En « guerrier de la beauté », Jan Fabre définit son travail comme « une recherche de la beauté en tant qu'hommage à l'absence et à l'indicible ». Dans ses mises en scène, il oscille de l'attraction à la répulsion, de la discipline au chaos dans une sorte de cynisme métaphysique. Traversé de réminiscences médiévales, et faisant allusion au « sombre » univers du Moyen Age comme aux atrocités commises au nom du catholicisme, dont le Palais des Papes serait l'effigie, Je suis sang manifeste pour Jan Fabre une sorte de mysticisme organique. Pour lui, malgré l'évolution de sa conscience, les progrès de la raison et de la science, la globalisation et la mondialisation, aucune nouvelle image mentale et physique de l'homme n'a véritablement fait surface depuis le Moyen Age...

Jean-Marc Adolphe

Transcription

Présentateur 1
Michel on connaît le talent de Bernard Faivre d'Arcier, le directeur du festival, on sait qu’il aime le classique mais je sais aussi qu’il ne répugne pas à la provocation voire au scandale et du scandale il risque d'y en avoir, non ?
Présentateur 2
Alors là comme on dit populairement, il y est allé très, très fort. Alors d’abord il faut comprendre et savoir qui est le personnage au centre de cette provocation formidable. C’est Jan Fabre.
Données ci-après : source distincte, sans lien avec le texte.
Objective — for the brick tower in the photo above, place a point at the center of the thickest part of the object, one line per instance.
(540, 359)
D’abord Jan Fabre est flamand, il est un des plasticiens les plus connus de la planète et des grands musées. Il est spécialiste des petites bestioles à cordes, des scarabées avec lesquels il fait des tableaux. Et il est aussi chorégraphe et c’est pour ça qu’il est là. Durant 4 soirées, uniquement 4 soirées et uniquement ici à Avignon, il monte un ballet. Un ballet sanglant, terrible, violent au coeur du moyen âge. Michel Strulovici et Patrick Voix ont pu assister aux premières représentations de cet évènement de cette véritable transgression. Ils n’en sont pas revenus et ne savent toujours pas comme on dirait chocking en flamant.
Journaliste
C’est à la nuit tombée que les contes les plus fantastiques prennent chair et sang.
Comédien
Nous sommes en 2001 après Jésus Christ, et nous vivons toujours au moyen âge.
Journaliste
C’est cette barbarie et cette stagnation, ces temps obscurs que nous danse la compagnie du flamand Jan Fabre.
(Bruit)
Journaliste
Dans ce monde, même les jeunes filles s’adonnent à la curée. Couleur de bataille et de torture, de souffrance et d’agression, l’univers des hommes copule avec la tragédie.
Jan Fabre
Je pose des questions sur comment nous nous comportons dans ce siècle. Notre monde a changé. Nous vivons à l’époque de l’informatique, de l’e-mail, mais notre esprit et notre coeur vivent toujours à l’époque du moyen âge.
Journaliste
Et c’est sans tabou que le chorégraphe exprime l’atrocité.
Comédien
Dans la vie, deux choses sont sûres et peut être n’en font-elles qu’une, nous allons mourir et nous transgresserons des limites.
Comédienne
[inaudible]
Journaliste
Dans ce palais des papes où se jouent depuis 50 ans des drames universels jamais la cruauté des faits ne s’était autant alliée à la crudité des corps ; les rois sont nus.